Врум отвернулся от окна, потирая озябшие мясистые руки, и подошел поближе к печке. Бакстер ногой отворил дверцу и подбросил полено. Уэсселс спокойно курил, наслаждаясь запахом сигары.
Когда Роуленд постучал в дверь, капитан сказал:
– Входите, входите, не задерживайтесь.
Бакстер отворил дверь, и Роуленд вошел в канцелярию, смущенно теребя свою меховую шапку. Трое вождей, шаркая ногами, следовали за ним; они вздрагивали от жара печки, их глаза слезились, головы были слегка опущены. Старый вождь шел немного впереди двух других. Руками он придерживал лохмотья одеяла, накинутого на плечи. Двое других, высокие, тощие, изможденные, не сводили глаз со старика.
Оба конвойных остались снаружи.
Уэсселс сидел в старой качалке, положив ногу на ногу; его сигара наполняла комнату клубами голубого дыма.

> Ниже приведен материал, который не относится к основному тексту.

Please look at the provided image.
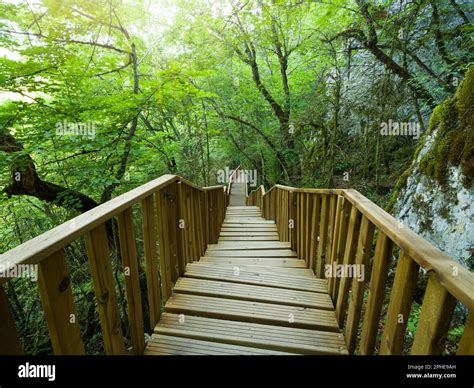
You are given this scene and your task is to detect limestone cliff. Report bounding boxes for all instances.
[389,66,474,270]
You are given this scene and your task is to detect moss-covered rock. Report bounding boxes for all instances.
[419,66,474,188]
[386,66,474,211]
[389,66,474,270]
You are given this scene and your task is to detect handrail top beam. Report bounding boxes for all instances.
[0,174,223,272]
[342,189,474,311]
[263,184,474,311]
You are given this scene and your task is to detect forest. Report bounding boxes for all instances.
[0,0,474,354]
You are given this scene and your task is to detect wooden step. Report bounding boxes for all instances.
[155,313,348,355]
[184,263,328,293]
[218,235,279,244]
[165,293,339,332]
[199,256,306,268]
[220,230,278,237]
[227,206,259,210]
[173,278,334,310]
[207,241,291,251]
[190,261,314,278]
[206,249,297,257]
[144,334,291,356]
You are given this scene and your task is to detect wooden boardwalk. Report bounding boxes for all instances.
[145,206,348,355]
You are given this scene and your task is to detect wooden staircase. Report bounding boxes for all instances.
[0,169,474,355]
[145,206,348,355]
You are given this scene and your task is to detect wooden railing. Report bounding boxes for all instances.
[225,165,240,205]
[262,185,474,354]
[0,175,226,354]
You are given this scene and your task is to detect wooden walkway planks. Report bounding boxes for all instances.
[144,206,348,355]
[155,313,348,354]
[174,278,334,310]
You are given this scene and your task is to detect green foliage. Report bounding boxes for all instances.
[0,0,474,353]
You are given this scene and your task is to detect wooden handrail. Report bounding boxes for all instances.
[342,190,474,310]
[260,185,474,354]
[0,175,227,354]
[226,164,240,197]
[0,174,474,354]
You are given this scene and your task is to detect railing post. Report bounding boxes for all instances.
[316,194,329,279]
[38,249,85,355]
[411,272,456,355]
[141,195,162,328]
[86,224,125,354]
[117,208,145,355]
[457,311,474,356]
[346,216,374,354]
[359,231,393,355]
[336,206,361,327]
[380,251,420,355]
[0,284,23,356]
[156,183,180,303]
[309,194,321,272]
[328,196,344,294]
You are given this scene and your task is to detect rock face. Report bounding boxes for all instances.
[391,66,474,270]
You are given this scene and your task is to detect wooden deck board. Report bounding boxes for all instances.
[189,261,314,279]
[165,293,339,332]
[155,313,348,355]
[174,278,334,310]
[144,205,348,355]
[145,334,291,356]
[184,263,327,293]
[199,256,306,268]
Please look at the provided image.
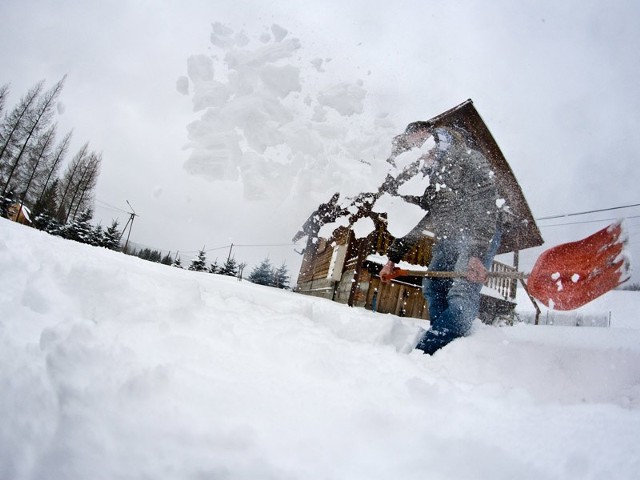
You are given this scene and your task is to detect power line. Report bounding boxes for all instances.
[96,199,130,215]
[540,215,640,228]
[536,203,640,221]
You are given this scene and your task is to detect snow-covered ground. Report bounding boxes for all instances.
[0,219,640,480]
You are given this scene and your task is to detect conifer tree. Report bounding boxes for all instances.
[102,220,120,250]
[218,257,238,277]
[171,257,184,268]
[63,209,93,243]
[249,258,273,285]
[88,225,104,247]
[272,262,289,288]
[189,250,207,272]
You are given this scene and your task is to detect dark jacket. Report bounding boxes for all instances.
[387,138,500,263]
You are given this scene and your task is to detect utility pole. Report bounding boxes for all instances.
[120,200,138,253]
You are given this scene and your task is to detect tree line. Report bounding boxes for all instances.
[159,248,290,289]
[0,77,289,288]
[0,77,102,234]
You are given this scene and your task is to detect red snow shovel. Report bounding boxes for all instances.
[385,221,631,310]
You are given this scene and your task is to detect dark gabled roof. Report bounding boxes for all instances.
[293,100,544,253]
[427,100,544,253]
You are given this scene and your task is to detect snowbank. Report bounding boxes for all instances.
[0,220,640,480]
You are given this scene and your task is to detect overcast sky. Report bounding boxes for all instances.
[0,0,640,284]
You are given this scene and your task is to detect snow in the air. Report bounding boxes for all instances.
[0,219,640,480]
[176,23,398,208]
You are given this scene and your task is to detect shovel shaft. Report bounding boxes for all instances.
[394,269,529,280]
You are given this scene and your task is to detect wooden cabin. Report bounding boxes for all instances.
[293,100,543,323]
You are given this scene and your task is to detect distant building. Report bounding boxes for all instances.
[294,100,543,322]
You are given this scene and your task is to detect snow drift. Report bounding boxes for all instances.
[0,220,640,480]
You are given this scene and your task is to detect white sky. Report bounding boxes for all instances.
[0,0,640,280]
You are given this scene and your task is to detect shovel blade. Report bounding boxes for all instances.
[527,222,630,310]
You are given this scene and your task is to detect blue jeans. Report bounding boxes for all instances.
[416,228,502,355]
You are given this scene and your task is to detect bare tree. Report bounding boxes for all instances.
[0,83,9,115]
[57,142,89,222]
[71,152,102,218]
[19,125,56,219]
[0,80,44,185]
[58,143,102,223]
[2,76,66,196]
[36,132,72,203]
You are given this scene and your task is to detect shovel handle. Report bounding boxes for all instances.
[387,268,528,280]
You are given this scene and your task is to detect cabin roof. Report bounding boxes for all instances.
[293,100,544,253]
[427,99,544,253]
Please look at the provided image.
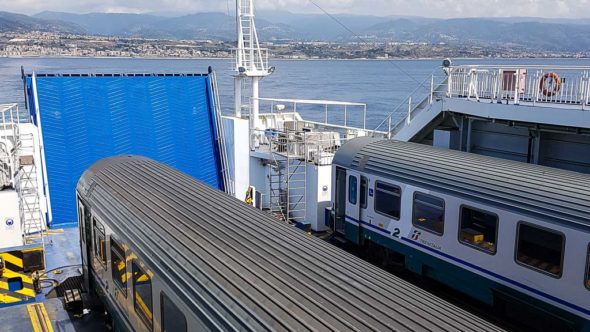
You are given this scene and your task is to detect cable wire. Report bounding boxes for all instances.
[309,0,420,84]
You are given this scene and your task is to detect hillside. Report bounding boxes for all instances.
[0,12,590,52]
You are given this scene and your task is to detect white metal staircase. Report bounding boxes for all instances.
[15,134,46,236]
[268,130,307,223]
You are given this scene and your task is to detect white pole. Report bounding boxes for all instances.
[234,76,242,118]
[406,97,412,126]
[250,76,260,129]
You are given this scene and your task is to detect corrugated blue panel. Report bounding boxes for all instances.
[26,75,223,225]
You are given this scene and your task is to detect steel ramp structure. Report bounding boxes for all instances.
[24,73,224,225]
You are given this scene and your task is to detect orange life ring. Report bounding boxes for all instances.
[539,72,561,97]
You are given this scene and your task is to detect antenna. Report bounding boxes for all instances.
[234,0,274,129]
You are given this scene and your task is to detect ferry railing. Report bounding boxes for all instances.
[375,68,447,138]
[231,47,269,74]
[447,65,590,110]
[251,129,356,166]
[258,98,367,130]
[0,104,21,186]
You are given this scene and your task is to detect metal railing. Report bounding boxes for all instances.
[375,69,447,138]
[231,47,269,75]
[447,66,590,110]
[251,129,359,166]
[253,98,367,130]
[0,104,20,187]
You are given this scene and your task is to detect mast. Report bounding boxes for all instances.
[234,0,274,129]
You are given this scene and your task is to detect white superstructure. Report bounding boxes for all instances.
[0,104,46,248]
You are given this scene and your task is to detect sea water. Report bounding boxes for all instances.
[0,58,590,129]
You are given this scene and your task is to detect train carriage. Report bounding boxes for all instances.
[333,138,590,331]
[77,156,506,332]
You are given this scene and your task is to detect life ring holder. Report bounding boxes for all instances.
[539,72,561,97]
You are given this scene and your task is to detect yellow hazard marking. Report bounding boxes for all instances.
[0,281,36,297]
[3,269,33,284]
[135,274,150,283]
[2,253,23,268]
[0,294,21,303]
[27,303,53,332]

Когда вожди вошли, он, кивнув, указал на печь:
– Подойдите и обогрейтесь. – И, обратясь к Роуленду, повторил: – Скажи им, чтобы они погрелись.
Индейцы были покрыты грязью, и, сознавая это, они смущались, испытывая отвращение, свойственное чистоплотному народу. Но и в лохмотьях они пытались сохранить гордость, и эта гордость не позволяла им обогревать окоченевшее тело у печки. Они продолжали стоять посреди комнаты, переминаясь с ноги на ногу. Уэсселс встал и предложил им сигары, но они отказались. Тогда он сказал:
– Это совет, пожмем друг другу руку. Всем пожмем руку. Верно?
Роуленд перевел, и старик – его глаза все еще слезились, – спотыкаясь, обошел трех офицеров. Остальные индейцы не двинулись с места и не спускали глаз со старика, поглядывая на него с сочувствием и печалью. На них не было одеял, и их изможденные тела были едва прикрыты лохмотьями кожаных рубах и штанов.
Уэсселс снова уселся в качалку и глубокомысленно принялся за свою сигару. Вожди ждали. Уэсселс откинулся назад и уставился в потолок. Он не знал, как начать. И хотя он отнюдь не был чувствительным, эти индейцы произвели на него впечатление. Уэсселс вспомнил о днях, проведенных в прериях, когда он видел шайенов во всем их блеске, в головных уборах из перьев, с копьями и щитами, верхом на конях, также украшенных перьями. Вспомнил их жизнь, с ее яркими красками, и их первобытную, неукротимую гордость. Он, конечно, не жалел о том, чтó ушло навсегда, но ему надо было как-то примирить то, что он видел сейчас, с тем, что сохранилось у него в памяти. И, продолжая глядеть в потолок, он сказал.